平易な解説
死にたい・消えたい気持ちはどう扱う?
一つの数字や「危険/安全」の二択に押し込まず、変化と状況を丁寧に見る必要がある重要な症状です。
「ある/ない」だけでは分からない
研究では、希死念慮を一つの強さだけで表さず、いくつかの軸に分けて考えます。たとえば「死んでいたい・起きなければいい」という受動的な思いと、自分で死ぬことを考える能動的な思いは区別されます。さらに、方法を思い浮かべるか、実行する意図があるか、具体的な計画や準備があるかも別の要素です。
もう一つ重要なのが時間です。突然強くなった希死念慮と、長年背景に存在している希死念慮は同じものとして扱いません。
一つの種類ではない
「死にたい」という言葉が同じでも、体験の中身は違います。苦痛から逃れたい、何も感じたくない、全部を止めたい、未来がないように感じる、自己批判の流れで出る、疲労や睡眠不足で強まるなど、文脈があります。
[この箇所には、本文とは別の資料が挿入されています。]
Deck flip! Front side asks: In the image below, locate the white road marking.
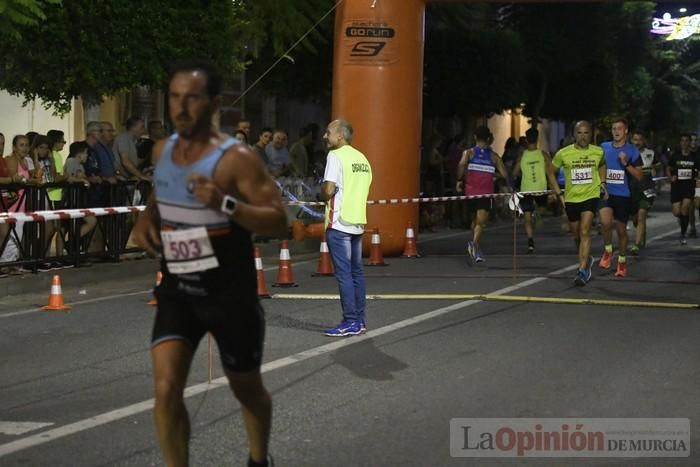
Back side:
[0,422,53,436]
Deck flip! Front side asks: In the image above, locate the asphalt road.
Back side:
[0,202,700,467]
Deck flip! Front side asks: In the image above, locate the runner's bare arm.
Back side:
[598,159,609,199]
[190,144,287,238]
[513,154,523,177]
[455,149,472,192]
[542,151,561,198]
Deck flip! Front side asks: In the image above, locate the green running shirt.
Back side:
[552,144,605,203]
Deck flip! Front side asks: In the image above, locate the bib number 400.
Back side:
[168,240,202,261]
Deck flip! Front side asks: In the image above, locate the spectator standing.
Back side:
[46,130,66,209]
[63,141,97,245]
[289,125,313,177]
[253,127,272,167]
[320,120,372,337]
[233,130,248,144]
[236,119,250,141]
[112,117,149,181]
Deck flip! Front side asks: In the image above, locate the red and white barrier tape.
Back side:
[286,190,551,206]
[0,191,549,224]
[0,206,146,224]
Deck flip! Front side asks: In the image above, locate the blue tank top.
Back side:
[153,134,257,297]
[153,134,238,230]
[600,141,639,198]
[465,146,496,195]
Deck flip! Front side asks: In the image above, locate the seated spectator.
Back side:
[30,135,65,271]
[63,141,97,245]
[46,130,66,209]
[148,120,166,141]
[2,135,37,272]
[0,152,17,277]
[112,117,149,181]
[236,120,250,141]
[138,139,156,177]
[84,122,107,208]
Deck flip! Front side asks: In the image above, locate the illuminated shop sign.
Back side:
[651,14,700,41]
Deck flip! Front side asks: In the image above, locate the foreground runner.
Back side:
[552,121,608,286]
[630,131,659,256]
[598,118,642,277]
[666,134,697,245]
[513,128,559,253]
[456,127,508,263]
[134,61,287,466]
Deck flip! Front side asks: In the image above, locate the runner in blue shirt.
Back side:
[598,118,642,277]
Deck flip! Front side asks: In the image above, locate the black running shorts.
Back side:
[151,276,265,373]
[520,195,547,212]
[671,180,695,204]
[467,198,492,213]
[566,198,599,222]
[599,195,632,224]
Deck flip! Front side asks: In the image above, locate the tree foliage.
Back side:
[424,5,524,117]
[0,0,253,113]
[0,0,61,40]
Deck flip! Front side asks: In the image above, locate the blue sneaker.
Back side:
[583,256,595,282]
[323,320,362,337]
[467,240,476,261]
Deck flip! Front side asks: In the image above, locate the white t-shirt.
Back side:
[323,151,365,235]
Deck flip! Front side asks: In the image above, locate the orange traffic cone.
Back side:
[255,246,270,298]
[401,222,420,258]
[41,274,70,311]
[272,240,297,287]
[311,233,335,277]
[148,271,163,305]
[367,227,389,266]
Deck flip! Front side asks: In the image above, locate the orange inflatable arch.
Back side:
[332,0,588,256]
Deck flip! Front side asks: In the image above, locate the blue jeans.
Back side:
[326,229,366,321]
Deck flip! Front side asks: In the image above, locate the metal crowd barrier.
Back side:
[0,181,152,272]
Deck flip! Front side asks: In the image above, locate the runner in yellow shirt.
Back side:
[552,121,608,286]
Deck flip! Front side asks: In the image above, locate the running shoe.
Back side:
[467,240,476,261]
[583,256,594,282]
[323,320,362,337]
[615,263,627,277]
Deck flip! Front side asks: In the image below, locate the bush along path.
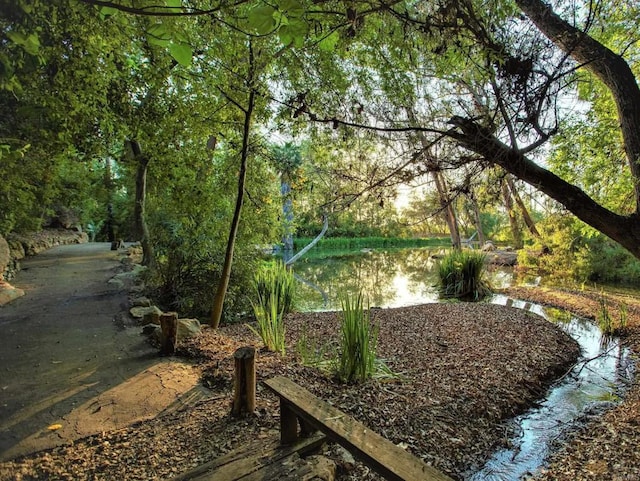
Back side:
[0,243,202,460]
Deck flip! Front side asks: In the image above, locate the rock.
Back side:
[178,319,201,340]
[142,319,201,343]
[0,235,11,281]
[482,241,496,252]
[107,265,147,288]
[0,280,24,306]
[129,306,162,325]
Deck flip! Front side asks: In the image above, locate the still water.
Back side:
[294,248,633,481]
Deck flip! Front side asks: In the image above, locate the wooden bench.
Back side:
[265,376,452,481]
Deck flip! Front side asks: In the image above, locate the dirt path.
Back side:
[0,243,204,460]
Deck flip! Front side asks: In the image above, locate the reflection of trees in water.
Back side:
[295,249,448,308]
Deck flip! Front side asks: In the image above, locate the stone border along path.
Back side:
[0,243,206,460]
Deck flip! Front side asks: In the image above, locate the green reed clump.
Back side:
[438,250,491,301]
[249,263,295,355]
[254,262,296,314]
[596,291,629,343]
[337,292,379,382]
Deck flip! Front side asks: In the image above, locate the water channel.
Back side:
[294,249,633,481]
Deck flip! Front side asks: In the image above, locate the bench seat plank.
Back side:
[169,434,326,481]
[265,376,452,481]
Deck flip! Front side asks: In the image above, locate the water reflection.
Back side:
[468,296,633,481]
[294,248,633,481]
[294,248,512,311]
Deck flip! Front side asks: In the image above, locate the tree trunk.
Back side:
[284,215,329,266]
[130,140,155,268]
[280,174,293,262]
[431,170,462,249]
[469,192,486,244]
[516,0,640,214]
[500,182,524,249]
[211,85,256,329]
[447,117,640,259]
[505,175,540,238]
[406,108,462,249]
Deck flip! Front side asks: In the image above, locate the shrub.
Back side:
[438,250,491,301]
[337,292,379,382]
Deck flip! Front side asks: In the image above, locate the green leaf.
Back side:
[318,32,340,52]
[147,23,171,47]
[248,5,276,35]
[100,7,118,18]
[278,19,309,48]
[169,43,193,67]
[7,32,40,55]
[23,33,40,55]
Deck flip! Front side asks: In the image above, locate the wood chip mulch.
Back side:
[0,303,600,481]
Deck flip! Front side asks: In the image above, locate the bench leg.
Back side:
[298,418,317,438]
[280,398,298,444]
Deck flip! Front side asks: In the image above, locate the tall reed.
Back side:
[337,292,379,382]
[438,250,491,301]
[254,261,296,314]
[249,262,295,355]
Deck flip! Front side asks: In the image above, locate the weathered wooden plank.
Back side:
[170,433,326,481]
[265,376,452,481]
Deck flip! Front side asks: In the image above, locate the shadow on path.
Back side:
[0,243,203,460]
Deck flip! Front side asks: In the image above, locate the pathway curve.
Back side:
[0,243,203,460]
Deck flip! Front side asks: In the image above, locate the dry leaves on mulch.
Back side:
[508,288,640,481]
[0,304,578,480]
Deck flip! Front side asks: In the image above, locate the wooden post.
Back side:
[160,312,178,356]
[231,347,256,416]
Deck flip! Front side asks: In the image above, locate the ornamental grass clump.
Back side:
[337,293,379,382]
[249,263,295,355]
[438,250,491,301]
[254,262,296,314]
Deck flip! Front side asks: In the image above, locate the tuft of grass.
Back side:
[296,325,336,373]
[248,292,285,355]
[337,292,379,382]
[438,250,491,301]
[249,262,295,355]
[596,291,629,344]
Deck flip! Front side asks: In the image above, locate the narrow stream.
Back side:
[467,295,633,481]
[295,249,633,481]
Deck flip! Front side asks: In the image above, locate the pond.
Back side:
[294,248,633,481]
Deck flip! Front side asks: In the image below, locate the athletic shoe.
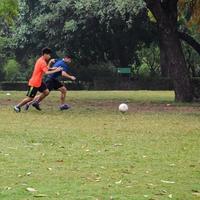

その違いをすぐ診断や危険度へ変換するのではなく、「今どんな時に出ているか」を理解することに使います。
「持続性希死念慮」という研究領域がある
近年は、数か月〜数年にわたって繰り返し続く希死念慮を persistent suicidal ideation として別に研究する動きがあります。ただし、2025年のscoping reviewでも定義はまだ統一されていません。
専門家調査から提案された暫定的な定義の一つは、「12か月以上、月の大部分の日に、自分の人生を終わらせることについての思考・考えがある」というものです。これは確定診断基準ではなく、今後の研究用の作業定義です。
長く続く希死念慮もある
希死念慮が何年も続く人もいます。長く続いていることは「問題ではない」という意味でも、「今すぐ行動する」という意味でもありません。普段の背景にある状態と、そこから急に強くなる変化を分けて考えることが重要です。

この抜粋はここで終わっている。